If you are mounting this on the side fender, or exposed on a headache rack, you need to be absolutely sure the underside is well sealed. Since the traditional NMO mount is designed to be installed through the sheet metal body of a vehicle, with the coax connection well protected inside the warm/dry vehicle, doing any other type of install puts it at risk. With fender mounts, the point where the coax is attached to the NMO mount will be exposed to water, road salts, oil, etc. and that can lead to early failure.
Of course the ideal location is on the vehicle roof, installed per directions. That means hole through the roof. Benefit is that it will work better and last longer.
But I understand not wanting to drill into your truck.

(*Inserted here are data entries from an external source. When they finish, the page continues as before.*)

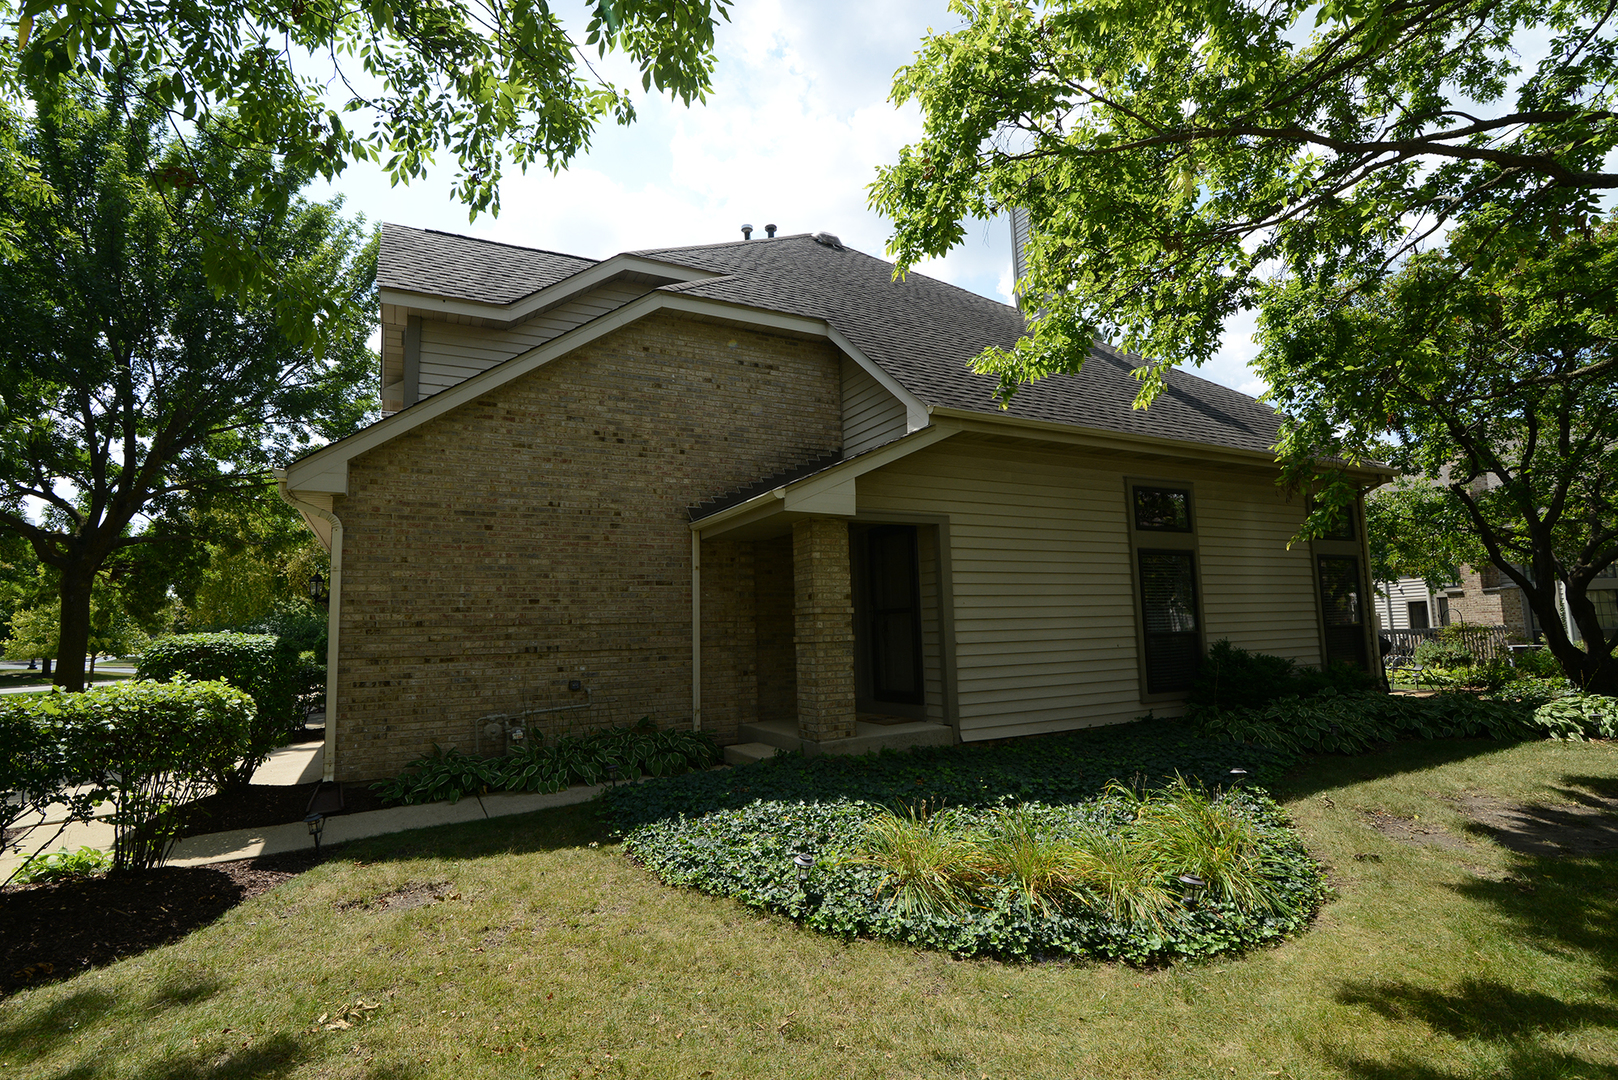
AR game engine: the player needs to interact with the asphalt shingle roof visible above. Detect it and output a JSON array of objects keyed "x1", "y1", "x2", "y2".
[
  {"x1": 378, "y1": 222, "x2": 597, "y2": 305},
  {"x1": 630, "y1": 234, "x2": 1281, "y2": 456},
  {"x1": 380, "y1": 226, "x2": 1282, "y2": 457}
]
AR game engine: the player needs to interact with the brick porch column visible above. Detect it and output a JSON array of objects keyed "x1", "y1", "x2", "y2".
[{"x1": 793, "y1": 517, "x2": 855, "y2": 742}]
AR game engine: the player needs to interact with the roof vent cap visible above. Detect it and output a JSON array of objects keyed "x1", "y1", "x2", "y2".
[
  {"x1": 740, "y1": 223, "x2": 754, "y2": 240},
  {"x1": 765, "y1": 223, "x2": 777, "y2": 238},
  {"x1": 811, "y1": 231, "x2": 843, "y2": 250}
]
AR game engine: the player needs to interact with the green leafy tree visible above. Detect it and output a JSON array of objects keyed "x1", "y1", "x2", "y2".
[
  {"x1": 0, "y1": 81, "x2": 376, "y2": 690},
  {"x1": 1259, "y1": 223, "x2": 1618, "y2": 693},
  {"x1": 1365, "y1": 481, "x2": 1484, "y2": 589},
  {"x1": 1, "y1": 0, "x2": 730, "y2": 311},
  {"x1": 872, "y1": 0, "x2": 1618, "y2": 402},
  {"x1": 872, "y1": 0, "x2": 1618, "y2": 693}
]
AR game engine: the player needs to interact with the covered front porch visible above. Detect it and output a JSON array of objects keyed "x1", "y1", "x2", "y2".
[{"x1": 694, "y1": 508, "x2": 958, "y2": 759}]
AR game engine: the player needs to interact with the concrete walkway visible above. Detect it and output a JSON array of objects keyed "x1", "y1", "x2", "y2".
[{"x1": 3, "y1": 742, "x2": 610, "y2": 875}]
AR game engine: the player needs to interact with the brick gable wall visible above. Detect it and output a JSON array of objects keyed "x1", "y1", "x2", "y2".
[{"x1": 331, "y1": 312, "x2": 843, "y2": 780}]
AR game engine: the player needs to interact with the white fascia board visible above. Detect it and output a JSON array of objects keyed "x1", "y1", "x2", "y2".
[
  {"x1": 285, "y1": 292, "x2": 880, "y2": 492},
  {"x1": 378, "y1": 255, "x2": 726, "y2": 326},
  {"x1": 824, "y1": 324, "x2": 930, "y2": 433},
  {"x1": 691, "y1": 422, "x2": 960, "y2": 536}
]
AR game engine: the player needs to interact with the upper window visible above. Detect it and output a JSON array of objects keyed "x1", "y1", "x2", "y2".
[{"x1": 1133, "y1": 487, "x2": 1192, "y2": 532}]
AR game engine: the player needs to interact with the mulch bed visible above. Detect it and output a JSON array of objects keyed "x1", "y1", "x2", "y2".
[{"x1": 0, "y1": 849, "x2": 323, "y2": 997}]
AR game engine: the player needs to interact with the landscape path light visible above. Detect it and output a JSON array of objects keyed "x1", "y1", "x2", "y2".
[{"x1": 1178, "y1": 873, "x2": 1207, "y2": 907}]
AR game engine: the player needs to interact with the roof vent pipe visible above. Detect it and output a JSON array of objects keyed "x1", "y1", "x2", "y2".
[
  {"x1": 740, "y1": 223, "x2": 753, "y2": 240},
  {"x1": 765, "y1": 223, "x2": 777, "y2": 238}
]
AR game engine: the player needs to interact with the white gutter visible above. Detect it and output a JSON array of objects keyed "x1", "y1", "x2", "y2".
[{"x1": 276, "y1": 473, "x2": 343, "y2": 783}]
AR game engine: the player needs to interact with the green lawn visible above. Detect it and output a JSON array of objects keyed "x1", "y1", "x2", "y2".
[{"x1": 3, "y1": 736, "x2": 1615, "y2": 1080}]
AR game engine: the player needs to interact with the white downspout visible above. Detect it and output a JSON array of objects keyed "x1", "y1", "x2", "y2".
[
  {"x1": 691, "y1": 529, "x2": 702, "y2": 732},
  {"x1": 276, "y1": 476, "x2": 344, "y2": 782}
]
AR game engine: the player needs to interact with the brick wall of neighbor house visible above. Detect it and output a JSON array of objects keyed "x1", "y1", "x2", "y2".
[
  {"x1": 331, "y1": 312, "x2": 843, "y2": 780},
  {"x1": 1446, "y1": 566, "x2": 1509, "y2": 626}
]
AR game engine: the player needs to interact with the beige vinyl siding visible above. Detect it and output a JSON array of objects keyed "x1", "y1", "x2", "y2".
[
  {"x1": 841, "y1": 357, "x2": 908, "y2": 456},
  {"x1": 858, "y1": 438, "x2": 1140, "y2": 740},
  {"x1": 1194, "y1": 479, "x2": 1322, "y2": 665},
  {"x1": 413, "y1": 282, "x2": 653, "y2": 399},
  {"x1": 856, "y1": 435, "x2": 1320, "y2": 740}
]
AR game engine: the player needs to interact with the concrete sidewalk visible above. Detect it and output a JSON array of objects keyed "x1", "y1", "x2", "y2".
[{"x1": 4, "y1": 742, "x2": 609, "y2": 875}]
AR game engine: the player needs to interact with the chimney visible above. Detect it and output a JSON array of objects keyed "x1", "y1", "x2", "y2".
[
  {"x1": 765, "y1": 223, "x2": 777, "y2": 238},
  {"x1": 740, "y1": 223, "x2": 754, "y2": 240}
]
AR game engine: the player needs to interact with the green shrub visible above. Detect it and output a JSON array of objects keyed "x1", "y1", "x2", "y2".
[
  {"x1": 0, "y1": 701, "x2": 88, "y2": 855},
  {"x1": 1532, "y1": 693, "x2": 1618, "y2": 740},
  {"x1": 137, "y1": 632, "x2": 301, "y2": 784},
  {"x1": 623, "y1": 786, "x2": 1325, "y2": 965},
  {"x1": 1192, "y1": 689, "x2": 1537, "y2": 756},
  {"x1": 1414, "y1": 633, "x2": 1476, "y2": 668},
  {"x1": 371, "y1": 719, "x2": 722, "y2": 806},
  {"x1": 1189, "y1": 639, "x2": 1376, "y2": 715},
  {"x1": 12, "y1": 846, "x2": 111, "y2": 884},
  {"x1": 1512, "y1": 647, "x2": 1564, "y2": 679},
  {"x1": 19, "y1": 678, "x2": 255, "y2": 871}
]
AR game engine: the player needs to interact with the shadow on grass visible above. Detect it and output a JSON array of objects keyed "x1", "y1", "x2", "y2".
[
  {"x1": 1273, "y1": 737, "x2": 1526, "y2": 801},
  {"x1": 337, "y1": 798, "x2": 610, "y2": 866},
  {"x1": 28, "y1": 1032, "x2": 311, "y2": 1080},
  {"x1": 1324, "y1": 848, "x2": 1618, "y2": 1078},
  {"x1": 0, "y1": 989, "x2": 116, "y2": 1064}
]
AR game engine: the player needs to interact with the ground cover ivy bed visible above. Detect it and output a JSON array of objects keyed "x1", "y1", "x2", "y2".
[
  {"x1": 603, "y1": 669, "x2": 1616, "y2": 966},
  {"x1": 622, "y1": 785, "x2": 1326, "y2": 964},
  {"x1": 606, "y1": 721, "x2": 1319, "y2": 963}
]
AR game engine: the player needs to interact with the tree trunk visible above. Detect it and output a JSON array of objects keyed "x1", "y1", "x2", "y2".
[
  {"x1": 53, "y1": 567, "x2": 94, "y2": 692},
  {"x1": 41, "y1": 657, "x2": 51, "y2": 677}
]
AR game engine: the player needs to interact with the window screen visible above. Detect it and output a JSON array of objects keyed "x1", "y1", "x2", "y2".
[
  {"x1": 1138, "y1": 550, "x2": 1200, "y2": 693},
  {"x1": 1133, "y1": 488, "x2": 1192, "y2": 532},
  {"x1": 1318, "y1": 555, "x2": 1368, "y2": 668}
]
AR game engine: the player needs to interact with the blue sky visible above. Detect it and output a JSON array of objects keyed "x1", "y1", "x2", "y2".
[{"x1": 310, "y1": 0, "x2": 1266, "y2": 397}]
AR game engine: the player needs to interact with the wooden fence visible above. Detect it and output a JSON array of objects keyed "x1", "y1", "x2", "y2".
[{"x1": 1382, "y1": 624, "x2": 1514, "y2": 663}]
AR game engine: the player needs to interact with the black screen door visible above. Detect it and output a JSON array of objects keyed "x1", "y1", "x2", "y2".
[{"x1": 867, "y1": 525, "x2": 924, "y2": 704}]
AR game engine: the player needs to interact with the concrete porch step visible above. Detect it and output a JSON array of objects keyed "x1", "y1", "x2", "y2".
[
  {"x1": 739, "y1": 719, "x2": 803, "y2": 752},
  {"x1": 739, "y1": 718, "x2": 956, "y2": 757},
  {"x1": 723, "y1": 741, "x2": 786, "y2": 766}
]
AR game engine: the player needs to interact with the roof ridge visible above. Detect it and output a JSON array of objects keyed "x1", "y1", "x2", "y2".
[
  {"x1": 381, "y1": 221, "x2": 598, "y2": 265},
  {"x1": 630, "y1": 232, "x2": 820, "y2": 256}
]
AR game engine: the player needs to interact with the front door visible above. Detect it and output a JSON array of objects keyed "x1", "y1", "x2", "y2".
[{"x1": 866, "y1": 525, "x2": 924, "y2": 704}]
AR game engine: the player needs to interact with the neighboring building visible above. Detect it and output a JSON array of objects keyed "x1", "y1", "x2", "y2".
[
  {"x1": 1376, "y1": 576, "x2": 1440, "y2": 630},
  {"x1": 1380, "y1": 563, "x2": 1618, "y2": 645},
  {"x1": 280, "y1": 225, "x2": 1390, "y2": 782}
]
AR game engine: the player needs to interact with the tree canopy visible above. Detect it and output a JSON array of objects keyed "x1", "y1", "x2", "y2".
[
  {"x1": 872, "y1": 0, "x2": 1618, "y2": 404},
  {"x1": 0, "y1": 81, "x2": 377, "y2": 689},
  {"x1": 1, "y1": 0, "x2": 731, "y2": 316},
  {"x1": 1262, "y1": 221, "x2": 1618, "y2": 691}
]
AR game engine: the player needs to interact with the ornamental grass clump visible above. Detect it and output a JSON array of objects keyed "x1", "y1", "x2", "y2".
[
  {"x1": 625, "y1": 783, "x2": 1325, "y2": 965},
  {"x1": 853, "y1": 801, "x2": 982, "y2": 915}
]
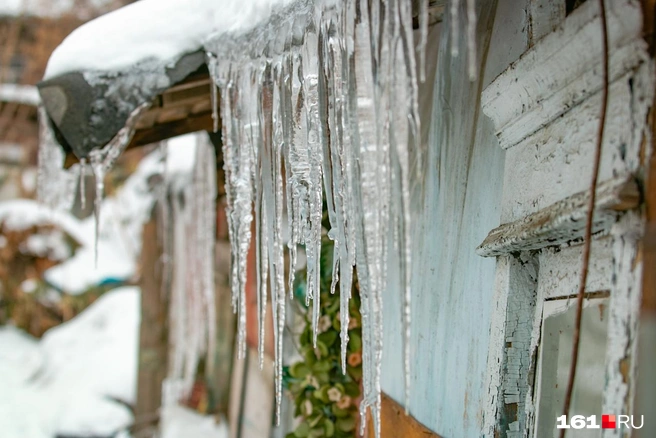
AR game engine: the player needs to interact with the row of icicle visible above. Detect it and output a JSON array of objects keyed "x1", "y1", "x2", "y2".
[
  {"x1": 204, "y1": 0, "x2": 478, "y2": 435},
  {"x1": 36, "y1": 0, "x2": 481, "y2": 436}
]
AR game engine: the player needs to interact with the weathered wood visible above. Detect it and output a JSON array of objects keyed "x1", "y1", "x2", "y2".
[
  {"x1": 134, "y1": 211, "x2": 169, "y2": 435},
  {"x1": 130, "y1": 112, "x2": 214, "y2": 148},
  {"x1": 63, "y1": 71, "x2": 215, "y2": 168},
  {"x1": 482, "y1": 0, "x2": 647, "y2": 150},
  {"x1": 636, "y1": 5, "x2": 656, "y2": 432},
  {"x1": 477, "y1": 176, "x2": 640, "y2": 257},
  {"x1": 367, "y1": 393, "x2": 441, "y2": 438},
  {"x1": 208, "y1": 240, "x2": 236, "y2": 416}
]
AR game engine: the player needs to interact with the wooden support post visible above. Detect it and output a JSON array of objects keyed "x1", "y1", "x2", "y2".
[
  {"x1": 636, "y1": 3, "x2": 655, "y2": 436},
  {"x1": 367, "y1": 393, "x2": 441, "y2": 438},
  {"x1": 134, "y1": 208, "x2": 169, "y2": 435}
]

If you really have to go with the fender or headache rack mount, then go with one of these:
http://www.theantennafarm.com/catalog/larsen-nmokhfud-1123.html
The coaxial cable connection is better protected.
In addition, get a few inches of marine grade heat shrink tubing and slide it over the coax up to where the cable enters the mount. The marine grade heat shrink has an adhesive on the inside, when it's heated up, the glue melts and helps seal the connection. The tubing will shrink over the adhesive and help keep it protected.
Still, those mounts can leak. You'd really need to pay attention to protecting the mount, or you may end up going through all this again in a few years.
As for the headache rack, that can work, however it will not provide an adequate ground plane for most antennas. Although the side fender mount won't, either. This is where the roof top mount really helps.
You could go with a "no ground plane" antenna, a half wave design, and that will help it work a bit better with your mount, or the headache rack.